I've just changed to the Sony Ericsson K800i and am pretty impressed so far. Excellent screen and key pad and the sync up with outlook is easy and a sensible size. I had the SPV 600i in mind originally but after a demo decided I preferred a proper key pad. The screen was also por compared with the 800i.


----------



## TTotal (Aug 12, 2002)

Gone off Nokia since my N70, the battery is crap and its a awkward thing to use.

My old







6310i was miles better.

Who needs camera etc ?

I just want a phone to call peeps and maybe text them .


----------



## Dr_Parmar (May 10, 2002)

thejepster said:


> Hey Doc
> 
> I have a 2y.o.
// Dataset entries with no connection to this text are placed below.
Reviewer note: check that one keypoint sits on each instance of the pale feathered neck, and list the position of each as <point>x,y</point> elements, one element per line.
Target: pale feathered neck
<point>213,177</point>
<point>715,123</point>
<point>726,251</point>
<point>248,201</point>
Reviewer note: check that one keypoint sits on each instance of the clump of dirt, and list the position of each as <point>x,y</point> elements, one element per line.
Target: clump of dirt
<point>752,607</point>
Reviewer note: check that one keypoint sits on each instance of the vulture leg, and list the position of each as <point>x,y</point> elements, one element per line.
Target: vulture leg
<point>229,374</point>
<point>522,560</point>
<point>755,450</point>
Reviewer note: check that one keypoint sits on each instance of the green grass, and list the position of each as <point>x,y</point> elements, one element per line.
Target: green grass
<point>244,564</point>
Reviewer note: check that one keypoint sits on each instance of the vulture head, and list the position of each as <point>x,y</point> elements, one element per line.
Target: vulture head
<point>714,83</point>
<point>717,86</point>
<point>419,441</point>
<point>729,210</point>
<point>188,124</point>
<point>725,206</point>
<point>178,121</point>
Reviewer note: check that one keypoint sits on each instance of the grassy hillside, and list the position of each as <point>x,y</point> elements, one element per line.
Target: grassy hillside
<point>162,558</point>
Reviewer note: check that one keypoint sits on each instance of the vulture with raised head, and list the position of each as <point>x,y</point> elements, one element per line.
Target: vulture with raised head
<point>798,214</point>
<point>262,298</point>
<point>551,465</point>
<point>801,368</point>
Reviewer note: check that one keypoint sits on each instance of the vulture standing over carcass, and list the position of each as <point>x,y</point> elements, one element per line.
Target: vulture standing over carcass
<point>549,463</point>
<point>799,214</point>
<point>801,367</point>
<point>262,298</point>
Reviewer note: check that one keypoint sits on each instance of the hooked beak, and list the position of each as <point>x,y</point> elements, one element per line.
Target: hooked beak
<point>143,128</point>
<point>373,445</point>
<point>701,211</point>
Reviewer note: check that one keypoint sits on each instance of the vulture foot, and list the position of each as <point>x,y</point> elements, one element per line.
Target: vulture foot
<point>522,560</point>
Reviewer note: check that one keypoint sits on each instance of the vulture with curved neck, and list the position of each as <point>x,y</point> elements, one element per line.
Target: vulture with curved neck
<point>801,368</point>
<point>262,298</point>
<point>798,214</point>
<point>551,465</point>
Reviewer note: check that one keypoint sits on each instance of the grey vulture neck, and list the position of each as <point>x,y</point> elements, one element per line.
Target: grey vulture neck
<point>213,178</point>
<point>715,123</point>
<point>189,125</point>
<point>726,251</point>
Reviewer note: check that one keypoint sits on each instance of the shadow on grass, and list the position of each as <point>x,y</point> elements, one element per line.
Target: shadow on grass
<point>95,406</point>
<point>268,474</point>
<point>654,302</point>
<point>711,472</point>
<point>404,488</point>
SE P900 and have to say that it is very very good as a business tool. It integrates with MS Outlook, so has all my calendar entries and contact lists. It's easy to find your way around, and having come from Nokia's that's pretty good! The memory stick has an SD adaptor, so you can still use it in your existing SD devices if you need to.
> 
> ...


thanks for that, i went into the carphonewarehouse today an had a play with the N73, the camera is amazing and the phone is really light! BUT the thing is Symbian 60 which is so slow! I hate it, even with nothing on thehone i could feel it was just about keeping up with my menu playing, so i might hold out for the P990i which is not available at the mo :?


----------



## vlastan (May 6, 2002)

tj said:


> I've just changed to the Sony Ericsson K800i and am pretty impressed so far. Excellent screen and key pad and the sync up with outlook is easy and a sensible size. I had the SPV 600i in mind originally but after a demo decided I preferred a proper key pad. The screen was also por compared with the 800i.


The K800 is a good phone. The battery is simply amazing for a 3G device.

My only problem is that the volume doesn't go loud enough.


----------



## Dubnut (May 2, 2005)

just recieved a blackberry 8700 from work and its pretty good, sync's well with my work e-mail account good web browser and calender, phone's not bad either,

ever considered it?


----------



## Dr_Parmar (May 10, 2002)

hmm maybe, lemme have a look at it


----------